The entire common law system works on the theory of precedent where a ruling in one case is often considered as binding (or at least persuasive) in a subsequent case with similar fact circumstances. However the system only recognizes judicial decisions as the source of precedents in a some jurisdictions in particular only Courts of Records are considered as vested with the authority in as much as their decisions are considered as binding precedents. It is in this background that one can safely conclude that a ruling of an arbitral tribunal (which does not carry out the State's judicial function unlike a court), would not be considered as precedent.

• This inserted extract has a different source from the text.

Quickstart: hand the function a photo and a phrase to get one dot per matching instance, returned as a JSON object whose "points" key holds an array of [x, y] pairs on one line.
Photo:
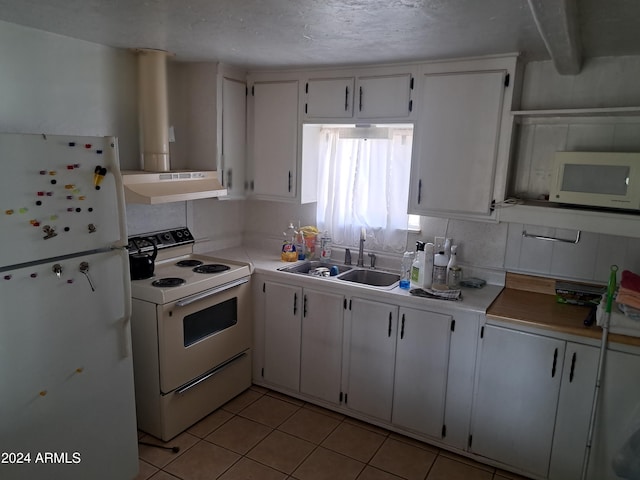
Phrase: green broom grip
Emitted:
{"points": [[611, 287]]}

It this background it is interesting to note the views of W. MARK C. WEIDEMAIER in his paper entitled "TOWARD A THEORY OF PRECEDENT IN ARBITRATION" in which he seeks to explore and lay out a theoretical foundation for considering arbitral rulings are precedents. The abstract states as under;
Do arbitrators create precedent? The claim that they do not recurs throughout much of the arbitration literature. Instead, arbitration often is viewed as an ad hoc forum in which arbitrators do justice (at best) within the confines of particular cases. As an empirical matter, however, it is increasingly clear that, in some arbitration systems, arbitrators often cite to other arbitrators, claim to rely on past awards, and promote adjudicatory consistency as an important system norm. Much like courts, then, arbitrators can (but do not always) create precedent that guides future behavior and provides a language in which disputants, lawyers, and adjudicators can express and resolve grievances.
An interesting reading.This Article provides a theoretical foundation for understanding the conditions under which precedent will (or will not) arise in arbitration. It identifies three considerations that may account for the development of precedent across a range of arbitration systems: (1) whether the system is structurally conducive to the creation of precedent; (2) whether arbitral precedent benefits the parties by filling gaps in (or displacing) state-supplied law; and (3) whether arbitrators are likely to be viewed as legitimate producers of law within the relevant context. After explaining the relevance of these considerations, the Article explores how they might apply in different arbitration contexts and sets forth a research agenda capable of shedding light on arbitration not only as a mechanism for resolving disputes, but also as a mechanism for generating robust systems of privately made law.